A campaign that packages credential-themed ZIP archives with malicious Windows shortcut (.lnk) files has been tracked by cybersecurity researchers.

The ZIP files promise certified documents, including passport scans and payment records. When a user clicks on a shortcut, it triggers a minimized and obfuscated PowerShell script that downloads a malicious payload.

Social Engineering Meets Evasion Tactics

What’s new in this attack is the mix of familiar social engineering and pragmatic evasion, according to a new advisory by BlackPoint.

The dropper labels staging files with “.ppt” names while saving them as DLLs locally, constructs key commands from byte arrays to avoid clear text such as “Start-Process” and “rundll32.exe,” and chooses different server files when it detects common antivirus processes. The approach favors operational reliability and stealth over advanced cryptography.

“[The shortcuts] quietly launch obfuscated PowerShell,” BlackPoint said.

They then fetch DLLs disguised as .ppt files.

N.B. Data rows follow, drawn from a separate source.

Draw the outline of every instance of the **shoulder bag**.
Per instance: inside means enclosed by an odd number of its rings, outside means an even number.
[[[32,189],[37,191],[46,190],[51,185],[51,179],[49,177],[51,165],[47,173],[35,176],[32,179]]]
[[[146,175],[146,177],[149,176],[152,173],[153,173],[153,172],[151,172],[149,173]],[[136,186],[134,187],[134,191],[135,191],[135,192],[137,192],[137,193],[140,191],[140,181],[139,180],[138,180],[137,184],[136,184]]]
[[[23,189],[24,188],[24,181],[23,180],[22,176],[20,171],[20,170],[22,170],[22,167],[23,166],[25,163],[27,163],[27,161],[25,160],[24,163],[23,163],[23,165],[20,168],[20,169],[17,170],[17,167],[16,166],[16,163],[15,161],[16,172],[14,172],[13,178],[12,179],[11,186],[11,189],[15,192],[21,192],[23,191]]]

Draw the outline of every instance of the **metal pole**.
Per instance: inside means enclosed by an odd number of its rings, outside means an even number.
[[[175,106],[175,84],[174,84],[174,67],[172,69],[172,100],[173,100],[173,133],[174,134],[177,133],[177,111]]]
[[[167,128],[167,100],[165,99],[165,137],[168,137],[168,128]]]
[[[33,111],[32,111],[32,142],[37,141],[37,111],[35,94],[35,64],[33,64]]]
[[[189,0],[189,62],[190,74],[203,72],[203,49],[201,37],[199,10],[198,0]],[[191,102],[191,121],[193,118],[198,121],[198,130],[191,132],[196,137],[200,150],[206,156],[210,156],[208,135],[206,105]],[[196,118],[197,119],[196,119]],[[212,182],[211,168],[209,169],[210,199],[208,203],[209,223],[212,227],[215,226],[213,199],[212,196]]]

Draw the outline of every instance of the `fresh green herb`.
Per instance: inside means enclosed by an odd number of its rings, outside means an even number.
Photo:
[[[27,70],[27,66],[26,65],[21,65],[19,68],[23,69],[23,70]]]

The activity was observed targeting a management vertical user, suggesting the lures were tailored to executive workflows such as identity verification and payment approval.

How the Dropper Works

The PowerShell dropper launches in a manner designed to remain undetected. It uses so-called quiet flags, allowing the command to run without displaying visible windows or prompting the user for permission. It also suppresses progress messages and clears the console so there are few, if any, on-screen clues that something unusual is happening.

Before downloading, the script checks the system for signs of common antivirus processes. If none are found, it requests a baseline file labeled NORVM.ppt. If an antivirus is present, it requests BD3V.ppt – a variant intended to be stealthier. The .ppt names are only cover; the script treats the files as raw bytes rather than slides.

Those downloaded bytes are then saved to the user profile as a short, randomly named DLL. The dropper invokes that DLL with the Windows utility rundll32.exe using the JMB export, which effectively asks a signed system program to load and run the attacker code.

Because the runtime uses an existing Windows binary rather than launching an unfamiliar executable, the activity can appear to be ordinary system behavior. This living-of-the-land approach helps the implant blend into normal operations, giving the attacker a quiet foothold on the machine while making detection and simple blocking less likely.

Read more on PowerShell-enabled techniques: PowerShell-Based Loader Deploys Remcos RAT in New Fileless Attack

Mitigations and Signals to Watch

Blackpoint has shared several suggestions to tackle threats like this, including:

  • Block or detonate LNK files in archives and enforce Mark of the Web

  • Deny execution from user-writable paths with WDAC or AppLocker and restrict rundll32 usage

  • Instrument PowerShell, enable script block logging transcription and AMSI and harden web egress with TLS inspection

The report warned that these measures are necessary because the attack trades on user trust in document-themed content and uses signed system binaries and simple AV-aware checks to reduce early detection.